Donald Trump may eventually find some common ground with Congress on economics, but there's less hope for unity between the Republicans and their presumptive presidential nominee when it comes to foreign policy.
Some senior party figures hope Trump's views will "evolve" to the point where the party can feel comfortable defending his competence to be commander in chief. There are no signs of evolution.
On Tuesday, the Senate Foreign Relations Committee chairman said that he had been working with members of the Trump campaign to help them get up to speed on foreign policy and national security. Sen. Bob Corker, R-Tennessee, has had a series of phone calls with Paul Manafort, whom Corker referred to as Trump's campaign manager, and Corker's office is supplying information to the campaign.
Corker told reporters that the Trump campaign is entering a new phase, focusing more on policy, and that he thought it only right that he help when asked. He played down Trump's often controversial statements on national security and called on his Republican colleagues to give Trump some time to study up.
"Chill and let the campaign evolve a little bit and see where the candidate ends up," he said. "When people enter an arena and questions are asked for the first time, you evolve and you learn. It appears to me that the campaign is evolving."
Last month, Corker was among the first to praise Trump's foreign policy speech, hosted by the Center for the National Interest, a realist foreign policy think tank. The speech set out a foreign policy agenda that diverges sharply from the hawkish stance the Republican leadership has maintained for many years. Corker said it harkened back to where Republican foreign policy was 25 years ago.
"What I heard in that speech was a candidate trying to espouse views not unlike Bush 41 and Jim Baker," he said. "I heard some realism creeping back into foreign policy."
But Corker acknowledged that some of Trump's proposed policies, like increased use of torture and killing the families of terrorists, violated international law and simply can't be accepted by the party.
Trump's former rival Marco Rubio said Tuesday on CNN that he also is hopeful Trump can get up to speed on national security issues. He said more information could only help Trump make better decisions. As the presumptive nominee, Trump could soon begin receiving daily intelligence briefings from the Obama administration, in addition to information from his allies in Congress.

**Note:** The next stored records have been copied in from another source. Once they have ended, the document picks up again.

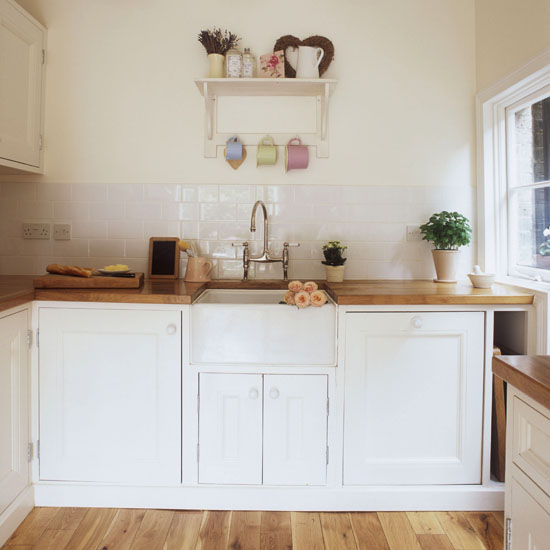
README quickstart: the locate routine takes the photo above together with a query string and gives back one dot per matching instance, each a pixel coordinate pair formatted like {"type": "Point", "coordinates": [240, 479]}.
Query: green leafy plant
{"type": "Point", "coordinates": [447, 230]}
{"type": "Point", "coordinates": [333, 251]}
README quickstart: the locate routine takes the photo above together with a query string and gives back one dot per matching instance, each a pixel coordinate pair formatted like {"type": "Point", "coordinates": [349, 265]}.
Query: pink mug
{"type": "Point", "coordinates": [296, 156]}
{"type": "Point", "coordinates": [198, 270]}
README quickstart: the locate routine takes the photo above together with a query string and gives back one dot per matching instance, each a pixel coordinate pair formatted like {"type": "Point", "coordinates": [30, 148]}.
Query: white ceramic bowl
{"type": "Point", "coordinates": [482, 280]}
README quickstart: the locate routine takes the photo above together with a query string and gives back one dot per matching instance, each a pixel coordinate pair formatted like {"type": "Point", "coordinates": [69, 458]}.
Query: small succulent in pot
{"type": "Point", "coordinates": [448, 231]}
{"type": "Point", "coordinates": [334, 261]}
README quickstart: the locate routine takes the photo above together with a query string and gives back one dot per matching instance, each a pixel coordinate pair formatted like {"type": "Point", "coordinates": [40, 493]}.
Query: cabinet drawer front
{"type": "Point", "coordinates": [531, 443]}
{"type": "Point", "coordinates": [413, 398]}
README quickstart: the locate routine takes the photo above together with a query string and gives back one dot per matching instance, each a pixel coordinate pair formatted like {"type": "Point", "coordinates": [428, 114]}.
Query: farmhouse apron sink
{"type": "Point", "coordinates": [252, 327]}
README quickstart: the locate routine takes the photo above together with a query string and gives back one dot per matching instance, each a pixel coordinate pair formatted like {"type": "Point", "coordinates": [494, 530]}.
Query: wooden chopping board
{"type": "Point", "coordinates": [95, 281]}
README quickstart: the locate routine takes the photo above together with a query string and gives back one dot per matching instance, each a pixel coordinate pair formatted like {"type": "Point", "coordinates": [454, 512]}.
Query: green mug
{"type": "Point", "coordinates": [267, 152]}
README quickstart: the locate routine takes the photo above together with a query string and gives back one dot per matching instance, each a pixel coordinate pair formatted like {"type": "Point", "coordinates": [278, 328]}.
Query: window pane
{"type": "Point", "coordinates": [532, 207]}
{"type": "Point", "coordinates": [532, 139]}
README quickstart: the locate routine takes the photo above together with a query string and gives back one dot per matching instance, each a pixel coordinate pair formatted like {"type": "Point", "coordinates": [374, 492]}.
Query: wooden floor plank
{"type": "Point", "coordinates": [460, 532]}
{"type": "Point", "coordinates": [153, 530]}
{"type": "Point", "coordinates": [306, 531]}
{"type": "Point", "coordinates": [275, 531]}
{"type": "Point", "coordinates": [53, 539]}
{"type": "Point", "coordinates": [398, 531]}
{"type": "Point", "coordinates": [425, 523]}
{"type": "Point", "coordinates": [68, 518]}
{"type": "Point", "coordinates": [184, 530]}
{"type": "Point", "coordinates": [122, 531]}
{"type": "Point", "coordinates": [368, 531]}
{"type": "Point", "coordinates": [487, 528]}
{"type": "Point", "coordinates": [32, 528]}
{"type": "Point", "coordinates": [214, 531]}
{"type": "Point", "coordinates": [337, 531]}
{"type": "Point", "coordinates": [91, 529]}
{"type": "Point", "coordinates": [244, 533]}
{"type": "Point", "coordinates": [434, 542]}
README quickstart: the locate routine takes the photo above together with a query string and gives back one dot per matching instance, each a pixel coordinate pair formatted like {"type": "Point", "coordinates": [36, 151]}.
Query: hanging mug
{"type": "Point", "coordinates": [267, 152]}
{"type": "Point", "coordinates": [233, 149]}
{"type": "Point", "coordinates": [198, 270]}
{"type": "Point", "coordinates": [308, 61]}
{"type": "Point", "coordinates": [296, 156]}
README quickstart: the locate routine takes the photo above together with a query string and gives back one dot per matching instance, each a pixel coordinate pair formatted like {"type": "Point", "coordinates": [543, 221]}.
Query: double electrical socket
{"type": "Point", "coordinates": [61, 231]}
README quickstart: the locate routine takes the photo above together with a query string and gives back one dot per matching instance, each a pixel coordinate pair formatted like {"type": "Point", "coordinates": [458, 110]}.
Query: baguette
{"type": "Point", "coordinates": [69, 270]}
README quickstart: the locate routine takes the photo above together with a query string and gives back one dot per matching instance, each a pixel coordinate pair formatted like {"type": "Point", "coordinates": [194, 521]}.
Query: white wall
{"type": "Point", "coordinates": [508, 34]}
{"type": "Point", "coordinates": [122, 108]}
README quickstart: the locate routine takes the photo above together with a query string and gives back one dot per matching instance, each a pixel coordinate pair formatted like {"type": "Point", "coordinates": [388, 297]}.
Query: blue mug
{"type": "Point", "coordinates": [233, 149]}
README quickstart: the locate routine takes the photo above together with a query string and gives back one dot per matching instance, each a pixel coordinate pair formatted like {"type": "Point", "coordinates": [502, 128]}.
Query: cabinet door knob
{"type": "Point", "coordinates": [253, 393]}
{"type": "Point", "coordinates": [417, 322]}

But on the issues, Rubio said there's not much overlap between him and Trump. Rubio and other Republican hawks advocate for increased intervention in Syria, tougher pressure on Russia and expanded free trade. (Hillary Clinton happens to share these views.)
Rubio said he would try to convince Trump and Trump supporters that an "America first" foreign policy is counterproductive and can have negative economic and security consequences.
"My hope is that he can be persuaded away from those sorts of positions," Rubio said. "As of now that's not the case."
Rubio doesn't agree with Corker that Trump will see the world differently after he learns the details of the issues. But he acknowledged that Republican voters are increasing sympathetic to the doctrine Trump is putting out.
"My sense is he's going to continue to be who he is," said Rubio. "That's who the Republican voters nominated, … and that's the direction we're moving."
Another former Trump rival, Senator Lindsey Graham, told me that the problem with Trump's foreign policy was not just his worldview but also that he seems to change his positions day by day.
"He talks like Ronald Reagan one moment and then embraces Putin the next," Graham said. "The contradictions are just overwhelmingly to me. I hope he listens to someone like Bob Corker."
Leading Democrats are already using some of Trump's most controversial foreign policy ideas against him. Ben Cardin, the ranking Democrat on the Senate Foreign Relations Committee, said that the Republican effort to get Trump to evolve was doomed.
"You can't rehabilitate Donald Trump on foreign policy. What he has said so far is against the ideals of America," Cardin said. "It's going to be a challenge for his campaign. … I don't think anybody can rein in Donald Trump."
When Trump meets with House Speaker Paul Ryan in Washington on Thursday, they are expected to announce a set of broad agreements on principles they share. Some national security issues, such as the need to fight terrorism and the imperative of stopping illegal immigration, could be included in that list.
But on many issues including trade, the U.S. commitment to alliances like NATO, the U.S. adherence to the Geneva Conventions, the commitment to nuclear non-proliferation, and the rights of Muslim foreigners to enter the U.S., Trump and the Republican congressional leadership seem unlikely to ever agree. Unless Trump evolves.